As the debate over electronic cigarettes continues to rage, one has to wonder if there will be a political party that will take up the mantle of e-cigarettes.
We already know that there are many Americans wary of the type of nanny state influence the government can exert, something members of the tea party movement can very much relate to and get behind.
But is this issue bound to be a divisive one in the future, or are we only going to see it on the fringes, far away from what a political party would incorporate into their campaigning?

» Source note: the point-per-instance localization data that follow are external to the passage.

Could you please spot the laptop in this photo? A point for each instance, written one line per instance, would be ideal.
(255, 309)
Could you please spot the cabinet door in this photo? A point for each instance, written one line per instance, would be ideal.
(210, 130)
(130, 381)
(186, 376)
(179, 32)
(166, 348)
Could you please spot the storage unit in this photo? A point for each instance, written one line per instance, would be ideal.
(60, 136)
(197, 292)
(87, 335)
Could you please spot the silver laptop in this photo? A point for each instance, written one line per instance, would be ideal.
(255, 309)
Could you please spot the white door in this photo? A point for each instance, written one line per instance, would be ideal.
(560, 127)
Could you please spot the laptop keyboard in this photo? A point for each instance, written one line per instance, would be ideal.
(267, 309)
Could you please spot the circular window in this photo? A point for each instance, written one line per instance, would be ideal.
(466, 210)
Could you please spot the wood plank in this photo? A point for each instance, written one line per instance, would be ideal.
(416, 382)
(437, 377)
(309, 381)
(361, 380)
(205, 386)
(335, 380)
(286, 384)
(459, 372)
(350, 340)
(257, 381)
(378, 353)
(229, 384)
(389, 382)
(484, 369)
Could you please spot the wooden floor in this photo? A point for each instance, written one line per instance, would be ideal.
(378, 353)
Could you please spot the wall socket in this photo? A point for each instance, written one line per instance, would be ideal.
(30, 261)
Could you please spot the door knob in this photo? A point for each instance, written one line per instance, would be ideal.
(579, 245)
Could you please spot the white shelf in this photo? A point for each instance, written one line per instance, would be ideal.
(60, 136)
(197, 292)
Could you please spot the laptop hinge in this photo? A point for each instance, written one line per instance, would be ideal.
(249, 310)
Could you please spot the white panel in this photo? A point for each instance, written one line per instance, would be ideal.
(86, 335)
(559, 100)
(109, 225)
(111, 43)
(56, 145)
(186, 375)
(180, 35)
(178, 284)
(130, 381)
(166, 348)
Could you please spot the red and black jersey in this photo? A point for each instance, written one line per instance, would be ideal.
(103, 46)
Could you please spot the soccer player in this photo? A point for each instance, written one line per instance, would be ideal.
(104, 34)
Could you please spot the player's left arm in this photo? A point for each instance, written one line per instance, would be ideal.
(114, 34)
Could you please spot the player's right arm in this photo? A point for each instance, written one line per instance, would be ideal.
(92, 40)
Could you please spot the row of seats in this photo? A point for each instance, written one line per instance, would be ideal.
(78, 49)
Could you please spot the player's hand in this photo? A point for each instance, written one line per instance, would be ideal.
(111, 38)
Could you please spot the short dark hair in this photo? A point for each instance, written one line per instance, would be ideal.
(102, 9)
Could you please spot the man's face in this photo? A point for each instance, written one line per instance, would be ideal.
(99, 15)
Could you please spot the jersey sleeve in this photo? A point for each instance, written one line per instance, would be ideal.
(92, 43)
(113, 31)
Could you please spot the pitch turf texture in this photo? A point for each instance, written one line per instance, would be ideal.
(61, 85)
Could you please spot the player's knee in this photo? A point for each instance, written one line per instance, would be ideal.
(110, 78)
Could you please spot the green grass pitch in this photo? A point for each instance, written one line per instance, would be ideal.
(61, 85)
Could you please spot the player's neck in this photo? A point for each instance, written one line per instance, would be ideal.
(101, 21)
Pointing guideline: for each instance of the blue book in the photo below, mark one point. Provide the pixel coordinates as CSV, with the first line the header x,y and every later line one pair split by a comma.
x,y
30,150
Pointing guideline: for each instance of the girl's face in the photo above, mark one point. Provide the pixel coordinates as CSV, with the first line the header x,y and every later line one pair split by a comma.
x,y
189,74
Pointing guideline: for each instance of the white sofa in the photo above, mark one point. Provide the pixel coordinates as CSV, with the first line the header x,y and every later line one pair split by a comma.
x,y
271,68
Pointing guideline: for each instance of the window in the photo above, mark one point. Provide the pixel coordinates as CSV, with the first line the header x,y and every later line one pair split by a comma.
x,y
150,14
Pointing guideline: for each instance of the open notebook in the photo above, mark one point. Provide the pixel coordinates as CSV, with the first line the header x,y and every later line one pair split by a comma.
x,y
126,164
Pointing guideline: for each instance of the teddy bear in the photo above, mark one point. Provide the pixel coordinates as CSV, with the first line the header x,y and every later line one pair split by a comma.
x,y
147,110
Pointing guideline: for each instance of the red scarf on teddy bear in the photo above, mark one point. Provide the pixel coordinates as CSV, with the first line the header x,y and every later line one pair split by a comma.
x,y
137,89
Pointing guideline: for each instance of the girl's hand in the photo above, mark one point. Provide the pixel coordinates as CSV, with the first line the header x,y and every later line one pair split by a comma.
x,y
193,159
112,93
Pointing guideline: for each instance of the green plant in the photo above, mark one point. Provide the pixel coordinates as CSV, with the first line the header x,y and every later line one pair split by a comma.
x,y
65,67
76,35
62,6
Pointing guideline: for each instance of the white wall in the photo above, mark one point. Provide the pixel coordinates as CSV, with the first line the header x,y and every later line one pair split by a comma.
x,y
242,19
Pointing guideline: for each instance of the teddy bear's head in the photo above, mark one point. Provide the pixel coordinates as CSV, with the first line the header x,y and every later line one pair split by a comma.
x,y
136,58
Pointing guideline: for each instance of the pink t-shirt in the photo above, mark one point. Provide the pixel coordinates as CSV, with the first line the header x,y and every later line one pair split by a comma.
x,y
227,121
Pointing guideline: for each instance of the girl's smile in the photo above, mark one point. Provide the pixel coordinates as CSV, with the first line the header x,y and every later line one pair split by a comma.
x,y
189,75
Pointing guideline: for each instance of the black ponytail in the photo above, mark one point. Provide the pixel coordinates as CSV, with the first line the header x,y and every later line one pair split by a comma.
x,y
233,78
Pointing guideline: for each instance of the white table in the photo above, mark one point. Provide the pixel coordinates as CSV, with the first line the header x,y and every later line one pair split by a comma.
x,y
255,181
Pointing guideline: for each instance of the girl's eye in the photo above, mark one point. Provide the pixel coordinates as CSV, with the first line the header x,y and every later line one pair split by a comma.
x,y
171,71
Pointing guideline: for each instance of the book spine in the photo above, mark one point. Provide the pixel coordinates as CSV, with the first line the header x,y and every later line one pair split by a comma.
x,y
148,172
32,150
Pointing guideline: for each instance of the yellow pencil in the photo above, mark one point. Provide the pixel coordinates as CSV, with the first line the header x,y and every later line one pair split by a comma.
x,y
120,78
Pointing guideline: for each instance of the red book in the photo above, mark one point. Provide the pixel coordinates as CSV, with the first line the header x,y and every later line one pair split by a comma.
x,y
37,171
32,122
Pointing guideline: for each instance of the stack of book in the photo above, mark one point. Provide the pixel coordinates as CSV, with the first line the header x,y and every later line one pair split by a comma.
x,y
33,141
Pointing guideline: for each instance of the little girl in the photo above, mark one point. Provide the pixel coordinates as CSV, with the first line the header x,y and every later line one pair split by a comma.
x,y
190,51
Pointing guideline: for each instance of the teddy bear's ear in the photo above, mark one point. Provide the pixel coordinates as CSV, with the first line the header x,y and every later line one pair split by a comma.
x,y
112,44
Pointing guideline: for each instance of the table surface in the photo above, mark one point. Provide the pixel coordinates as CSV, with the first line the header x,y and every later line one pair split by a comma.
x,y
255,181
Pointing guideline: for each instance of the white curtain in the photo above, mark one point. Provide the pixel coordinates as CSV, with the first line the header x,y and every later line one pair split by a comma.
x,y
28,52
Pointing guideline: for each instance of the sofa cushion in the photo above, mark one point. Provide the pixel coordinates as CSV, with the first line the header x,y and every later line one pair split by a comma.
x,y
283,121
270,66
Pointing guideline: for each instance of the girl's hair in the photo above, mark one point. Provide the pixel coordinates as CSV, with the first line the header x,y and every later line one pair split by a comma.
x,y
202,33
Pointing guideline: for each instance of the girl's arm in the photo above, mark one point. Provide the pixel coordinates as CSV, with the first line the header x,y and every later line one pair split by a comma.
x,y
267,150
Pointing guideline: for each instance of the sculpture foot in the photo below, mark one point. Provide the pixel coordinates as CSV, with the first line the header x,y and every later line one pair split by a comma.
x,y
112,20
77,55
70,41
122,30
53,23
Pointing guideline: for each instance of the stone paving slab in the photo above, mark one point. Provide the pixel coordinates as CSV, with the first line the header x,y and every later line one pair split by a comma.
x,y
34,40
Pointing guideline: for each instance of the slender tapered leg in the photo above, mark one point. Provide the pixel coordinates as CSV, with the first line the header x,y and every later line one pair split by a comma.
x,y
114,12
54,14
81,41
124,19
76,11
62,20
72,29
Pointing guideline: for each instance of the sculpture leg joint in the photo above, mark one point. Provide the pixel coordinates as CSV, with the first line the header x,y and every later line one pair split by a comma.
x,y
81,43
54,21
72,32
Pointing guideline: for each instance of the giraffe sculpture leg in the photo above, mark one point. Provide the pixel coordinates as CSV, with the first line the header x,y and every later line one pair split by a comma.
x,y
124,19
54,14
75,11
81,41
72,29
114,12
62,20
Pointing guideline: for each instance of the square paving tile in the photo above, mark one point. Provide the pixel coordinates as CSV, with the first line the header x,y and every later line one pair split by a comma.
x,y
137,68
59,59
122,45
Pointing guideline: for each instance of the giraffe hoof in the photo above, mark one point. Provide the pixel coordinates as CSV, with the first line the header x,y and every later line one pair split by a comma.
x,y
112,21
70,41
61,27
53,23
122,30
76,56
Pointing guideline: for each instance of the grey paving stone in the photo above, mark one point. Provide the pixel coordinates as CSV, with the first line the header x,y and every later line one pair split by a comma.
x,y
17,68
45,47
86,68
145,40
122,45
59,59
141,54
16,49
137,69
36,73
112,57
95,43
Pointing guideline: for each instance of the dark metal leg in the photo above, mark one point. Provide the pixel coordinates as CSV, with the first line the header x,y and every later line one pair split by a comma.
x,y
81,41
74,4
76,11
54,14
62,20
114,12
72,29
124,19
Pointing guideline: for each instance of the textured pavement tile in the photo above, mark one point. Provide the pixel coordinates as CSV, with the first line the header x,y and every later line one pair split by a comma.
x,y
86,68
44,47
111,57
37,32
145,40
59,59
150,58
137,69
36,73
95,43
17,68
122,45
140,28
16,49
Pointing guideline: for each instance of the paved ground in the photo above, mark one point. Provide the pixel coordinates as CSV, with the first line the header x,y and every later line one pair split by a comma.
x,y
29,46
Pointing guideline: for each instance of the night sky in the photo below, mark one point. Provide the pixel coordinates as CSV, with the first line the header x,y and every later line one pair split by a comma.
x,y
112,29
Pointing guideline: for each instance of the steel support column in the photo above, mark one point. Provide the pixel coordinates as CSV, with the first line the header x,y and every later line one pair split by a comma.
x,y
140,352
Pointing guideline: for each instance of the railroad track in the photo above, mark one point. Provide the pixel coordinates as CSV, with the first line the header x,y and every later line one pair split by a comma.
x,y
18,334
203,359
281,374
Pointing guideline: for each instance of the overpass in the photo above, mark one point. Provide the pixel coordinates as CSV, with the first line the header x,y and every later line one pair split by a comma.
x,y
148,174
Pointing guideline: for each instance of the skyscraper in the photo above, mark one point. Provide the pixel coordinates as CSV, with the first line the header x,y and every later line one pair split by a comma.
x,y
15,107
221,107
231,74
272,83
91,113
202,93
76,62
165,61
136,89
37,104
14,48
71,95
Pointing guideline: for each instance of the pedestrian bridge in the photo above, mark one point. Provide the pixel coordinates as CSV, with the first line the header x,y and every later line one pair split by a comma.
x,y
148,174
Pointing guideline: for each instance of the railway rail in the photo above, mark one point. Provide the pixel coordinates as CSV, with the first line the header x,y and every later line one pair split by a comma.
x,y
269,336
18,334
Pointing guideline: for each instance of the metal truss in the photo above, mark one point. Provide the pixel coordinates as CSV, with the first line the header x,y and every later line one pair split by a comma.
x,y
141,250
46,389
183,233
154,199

It may be premature to think of the e-cig industry as having that sort of clout right now, a view that was pretty close to my own until I read this op-ed about a tax on e-cigarettes in New Jersey.
The author of the piece, Ashe Schow, ponders aloud if this move to tax e-cigarettes in New Jersey will hinder Governor Christ Christie’s potential presidential campaign. The reason being the utter distaste that many Americans, and conservatives especially, have for so-called nanny state laws.
When government puts on the books a law that seemingly harms our personal liberties, without very clear and specific reasoning to do so, the nanny state moniker is applied, implying that we are all children who need to be restricted from things that are “bad for us.” This type of government interference in our lives is almost up there with treason for those in the tea party movement.
The tea party movement
The thing is, it’s not just those folks in the tea party movement (think of them what you will) that are against this type of government overreach. Ms. Schow links out to a very telling poll that clearly shows the apprehension many Americans, regardless of political party affiliation, have toward restrictions on things that are labeled as “bad for you” because of that label alone.
Things like buying caffeinated energy drinks or food with trans fat are listed in the poll and the majority who were surveyed are shown to be against prohibitions on them. Most interesting to us here at ECCR was the 62% of Americans that are against banning e-cigarette use in public places, almost twice the amount of those in favor. That goes directly against the recent trend of government bans on e-cigs and makes us wonder what the politicians proposing these restrictions are thinking.
We’re looking at you, Chris Christie.
For a guy looking ahead at a potential run for president as a Republican, you would think he would steer clear of freedom-restricting moves such as this one.
While the proposal isn’t a ban, it does lump together e-cigarettes with regular cigarettes in as far as taxes go.
One big advantage e-cigarettes hold, and a huge reason to switch to them, is how much cheaper they are than analogue cigarettes.That’s akin to putting up a roadblock for a product that can do, and is already doing, so much good for so many people.Christie is turning off many voters in taking this type of stand.
I’m not talking about those in the tea party movement, but conservatives as a whole and libertarians of all kind. Those are the people he needs in the primaries. If they are paying attention to his decision with e-cigarettes, among other issues, they are not going to be too happy.
It does remain to be seen how much people really are paying attention to this, we’ll give you that much. Through the prism of our view here at ECCR, every story like this is a big one, but that doesn’t mean it will resonate with voters so quickly. Yet if political commentators are already writing about this issue as one that could affect a presidential campaign… well, it makes us feel like we aren’t alone and that the issue itself is picking up steam.
Will politicians’ decisions on how to treat e-cigarettes become a prime example of their nanny state tendencies? If so, we could see the devices thrust into the spotlight pretty soon.If a major political party takes up e-cigarettes as one example of the government going too far it will elevate the discussion and, hopefully, bring more of the truth to light.
In the meantime, here at ECCR we’ll keep doing our duty of shouting from the rooftops and contributing to this fast-growing community of e-cigarette users in any way we can.